Flurzwang is the German term for the obligation to participate in open field cultivation in Europe in former times. The owners of farmland and the lord of the manor ordered the cultivation of individual pieces of agricultural land in the community in areas using the three year crop rotation system, which was used between the late Middle Ages until about the middle of the 19th century, or even much longer in some places. It typically resulted in dispersal of the ownership of property over the entire land of the community, the so-called Gemengelage (mixed location).

Objective
The aim was to prevent a farmer or property owner from gaining an advantage by harvesting earlier or cultivating other produce from what had previously been agreed upon. The agreements were also supposed to prevent damages to the land due to people walking or even driving onto the fields.
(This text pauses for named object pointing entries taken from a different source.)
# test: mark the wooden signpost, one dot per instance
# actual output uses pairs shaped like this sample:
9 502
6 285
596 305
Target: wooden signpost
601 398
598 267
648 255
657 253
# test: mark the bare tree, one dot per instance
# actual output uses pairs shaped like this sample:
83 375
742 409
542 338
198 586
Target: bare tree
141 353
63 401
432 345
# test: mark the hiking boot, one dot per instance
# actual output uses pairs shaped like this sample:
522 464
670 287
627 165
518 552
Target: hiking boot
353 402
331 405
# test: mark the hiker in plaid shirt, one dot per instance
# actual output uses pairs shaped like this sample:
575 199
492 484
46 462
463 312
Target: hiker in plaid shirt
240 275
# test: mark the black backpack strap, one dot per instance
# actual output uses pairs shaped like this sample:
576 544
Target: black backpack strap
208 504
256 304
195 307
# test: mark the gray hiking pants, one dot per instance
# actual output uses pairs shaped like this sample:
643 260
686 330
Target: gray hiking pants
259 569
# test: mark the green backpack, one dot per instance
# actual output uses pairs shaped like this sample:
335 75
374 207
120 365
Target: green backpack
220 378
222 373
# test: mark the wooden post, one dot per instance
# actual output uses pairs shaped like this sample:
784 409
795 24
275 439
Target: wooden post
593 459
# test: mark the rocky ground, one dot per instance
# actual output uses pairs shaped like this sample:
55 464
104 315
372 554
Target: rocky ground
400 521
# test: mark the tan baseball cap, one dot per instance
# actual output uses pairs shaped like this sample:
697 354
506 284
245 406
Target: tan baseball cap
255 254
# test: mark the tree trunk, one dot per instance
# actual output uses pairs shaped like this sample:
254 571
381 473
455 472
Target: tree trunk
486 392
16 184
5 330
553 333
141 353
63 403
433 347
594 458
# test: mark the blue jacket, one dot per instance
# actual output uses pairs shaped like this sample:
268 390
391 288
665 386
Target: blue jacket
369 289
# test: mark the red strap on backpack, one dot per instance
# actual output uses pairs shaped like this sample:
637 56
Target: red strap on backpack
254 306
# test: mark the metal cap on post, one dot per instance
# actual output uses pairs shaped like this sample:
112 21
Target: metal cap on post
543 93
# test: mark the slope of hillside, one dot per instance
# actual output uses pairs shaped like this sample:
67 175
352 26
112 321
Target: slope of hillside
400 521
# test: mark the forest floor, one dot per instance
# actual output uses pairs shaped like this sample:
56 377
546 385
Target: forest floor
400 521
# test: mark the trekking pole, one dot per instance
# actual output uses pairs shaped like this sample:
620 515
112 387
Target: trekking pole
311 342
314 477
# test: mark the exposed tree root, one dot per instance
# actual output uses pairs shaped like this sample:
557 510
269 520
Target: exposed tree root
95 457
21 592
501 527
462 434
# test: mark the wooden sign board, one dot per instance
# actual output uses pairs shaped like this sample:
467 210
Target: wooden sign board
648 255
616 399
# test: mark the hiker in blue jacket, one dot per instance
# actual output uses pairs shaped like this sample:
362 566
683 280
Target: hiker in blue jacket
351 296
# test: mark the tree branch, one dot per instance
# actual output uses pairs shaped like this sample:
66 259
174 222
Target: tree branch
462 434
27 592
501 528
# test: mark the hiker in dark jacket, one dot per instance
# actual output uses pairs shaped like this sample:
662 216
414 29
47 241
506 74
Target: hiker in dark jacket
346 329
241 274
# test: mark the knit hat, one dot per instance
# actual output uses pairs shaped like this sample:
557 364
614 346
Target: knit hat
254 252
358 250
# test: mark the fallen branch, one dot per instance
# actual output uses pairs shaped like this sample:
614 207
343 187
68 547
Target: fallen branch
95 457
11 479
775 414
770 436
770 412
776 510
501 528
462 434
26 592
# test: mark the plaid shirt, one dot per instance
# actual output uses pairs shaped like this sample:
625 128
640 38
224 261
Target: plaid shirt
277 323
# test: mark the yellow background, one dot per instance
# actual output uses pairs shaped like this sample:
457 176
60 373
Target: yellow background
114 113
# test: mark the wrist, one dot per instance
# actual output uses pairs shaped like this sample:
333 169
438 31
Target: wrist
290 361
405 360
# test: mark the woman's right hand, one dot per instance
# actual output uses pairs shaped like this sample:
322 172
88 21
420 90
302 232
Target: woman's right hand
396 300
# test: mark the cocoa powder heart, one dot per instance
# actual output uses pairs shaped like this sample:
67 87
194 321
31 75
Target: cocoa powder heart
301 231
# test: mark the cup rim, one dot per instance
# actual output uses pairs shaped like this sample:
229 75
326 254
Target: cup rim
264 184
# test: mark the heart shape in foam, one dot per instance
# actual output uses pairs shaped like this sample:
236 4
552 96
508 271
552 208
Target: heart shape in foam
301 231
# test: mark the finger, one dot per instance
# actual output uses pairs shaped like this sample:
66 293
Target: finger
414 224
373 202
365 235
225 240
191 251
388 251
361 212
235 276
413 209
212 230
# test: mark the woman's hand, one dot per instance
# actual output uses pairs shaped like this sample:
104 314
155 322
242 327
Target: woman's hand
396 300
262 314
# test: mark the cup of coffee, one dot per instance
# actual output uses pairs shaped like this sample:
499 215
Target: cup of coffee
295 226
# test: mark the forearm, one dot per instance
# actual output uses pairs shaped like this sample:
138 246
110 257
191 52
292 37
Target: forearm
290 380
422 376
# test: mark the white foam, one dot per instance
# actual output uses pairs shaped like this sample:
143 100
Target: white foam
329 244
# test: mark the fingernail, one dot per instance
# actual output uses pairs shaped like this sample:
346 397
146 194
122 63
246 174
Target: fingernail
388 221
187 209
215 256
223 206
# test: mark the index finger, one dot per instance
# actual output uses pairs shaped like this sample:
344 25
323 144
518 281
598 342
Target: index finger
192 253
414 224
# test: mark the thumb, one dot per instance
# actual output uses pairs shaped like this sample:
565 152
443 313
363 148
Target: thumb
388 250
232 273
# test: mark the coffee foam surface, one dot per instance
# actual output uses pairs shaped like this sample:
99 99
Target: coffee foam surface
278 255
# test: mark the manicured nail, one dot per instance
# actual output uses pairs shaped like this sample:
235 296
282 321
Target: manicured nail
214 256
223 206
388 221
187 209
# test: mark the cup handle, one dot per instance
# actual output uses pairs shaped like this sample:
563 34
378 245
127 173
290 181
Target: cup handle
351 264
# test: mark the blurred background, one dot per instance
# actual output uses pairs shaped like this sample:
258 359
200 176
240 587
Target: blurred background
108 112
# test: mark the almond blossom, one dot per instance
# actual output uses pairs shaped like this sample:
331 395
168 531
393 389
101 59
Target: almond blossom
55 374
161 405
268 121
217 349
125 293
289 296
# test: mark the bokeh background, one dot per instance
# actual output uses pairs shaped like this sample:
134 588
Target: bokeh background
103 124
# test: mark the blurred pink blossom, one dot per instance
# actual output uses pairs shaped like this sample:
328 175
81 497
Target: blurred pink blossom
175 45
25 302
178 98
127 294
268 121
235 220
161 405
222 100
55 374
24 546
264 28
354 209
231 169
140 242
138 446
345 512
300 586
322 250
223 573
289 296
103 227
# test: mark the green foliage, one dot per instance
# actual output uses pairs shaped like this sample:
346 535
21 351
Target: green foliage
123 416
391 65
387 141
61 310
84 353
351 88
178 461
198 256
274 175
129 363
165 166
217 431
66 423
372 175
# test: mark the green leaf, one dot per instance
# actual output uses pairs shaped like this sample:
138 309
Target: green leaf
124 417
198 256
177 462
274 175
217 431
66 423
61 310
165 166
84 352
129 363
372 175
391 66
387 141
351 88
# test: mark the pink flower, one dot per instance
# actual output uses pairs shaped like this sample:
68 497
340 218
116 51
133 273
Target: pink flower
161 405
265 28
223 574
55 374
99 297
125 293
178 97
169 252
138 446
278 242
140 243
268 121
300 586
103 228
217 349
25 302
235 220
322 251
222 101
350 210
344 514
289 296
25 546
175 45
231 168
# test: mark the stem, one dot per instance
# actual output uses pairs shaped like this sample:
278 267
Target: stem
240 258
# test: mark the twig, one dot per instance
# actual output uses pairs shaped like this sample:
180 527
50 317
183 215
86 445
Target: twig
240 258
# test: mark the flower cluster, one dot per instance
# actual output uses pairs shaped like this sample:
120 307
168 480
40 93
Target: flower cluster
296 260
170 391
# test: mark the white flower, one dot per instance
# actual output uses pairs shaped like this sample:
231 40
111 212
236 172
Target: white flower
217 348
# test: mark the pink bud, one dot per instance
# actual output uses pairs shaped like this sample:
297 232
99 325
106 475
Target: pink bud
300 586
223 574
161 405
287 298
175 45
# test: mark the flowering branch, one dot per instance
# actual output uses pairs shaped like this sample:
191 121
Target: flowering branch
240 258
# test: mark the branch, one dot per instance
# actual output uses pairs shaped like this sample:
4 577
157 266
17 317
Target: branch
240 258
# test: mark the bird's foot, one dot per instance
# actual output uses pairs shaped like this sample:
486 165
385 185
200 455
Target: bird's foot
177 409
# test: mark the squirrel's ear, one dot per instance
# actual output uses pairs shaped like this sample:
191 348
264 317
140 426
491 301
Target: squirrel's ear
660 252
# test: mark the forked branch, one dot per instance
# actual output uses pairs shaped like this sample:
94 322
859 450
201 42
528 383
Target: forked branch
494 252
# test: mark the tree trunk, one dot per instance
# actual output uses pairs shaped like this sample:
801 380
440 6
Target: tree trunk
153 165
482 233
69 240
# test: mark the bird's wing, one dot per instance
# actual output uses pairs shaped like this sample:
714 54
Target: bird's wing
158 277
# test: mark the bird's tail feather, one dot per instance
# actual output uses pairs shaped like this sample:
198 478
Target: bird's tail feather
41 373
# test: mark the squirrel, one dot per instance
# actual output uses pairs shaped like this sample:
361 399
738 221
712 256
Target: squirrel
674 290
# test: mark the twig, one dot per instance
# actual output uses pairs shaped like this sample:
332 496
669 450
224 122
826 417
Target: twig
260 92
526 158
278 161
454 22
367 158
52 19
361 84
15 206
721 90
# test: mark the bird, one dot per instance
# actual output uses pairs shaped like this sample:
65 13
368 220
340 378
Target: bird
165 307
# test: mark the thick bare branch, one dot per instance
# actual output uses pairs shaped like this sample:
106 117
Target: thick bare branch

In addition, they were to prevent theft of vegetables or other produce. As part of Flurzwang, land owners had to relinquish part of their land for pathways when the land was developed. Fenced fields were exempted from Flurzwang and special crops could also be grown on them. This was the case for wine growing, for instance. The owner of such a field had to pay compensation to the other farmers.

Obligations
Each farmer had to obey the agreed upon sequence for the crops in the crop rotation system and also the agreed upon times for the work (plowing, sowing and harvesting). Otherwise, it would have been necessary for a farmer to drive his wagon over neighboring fields to reach his own fields. No one could disobey these rules. The chairman of a farmers cooperative or of a village who was in charge of the Flurzwang was called Schulze.

End of Flurzwang
Flurzwang became questionable for the landowners affected after the introduction of clover farming and later potato and beet farming. It was finally abolished during the liberation of the farmers, which happened in Germany, Switzerland and Austria as a result of the French Revolution from approximately 1803 to 1850.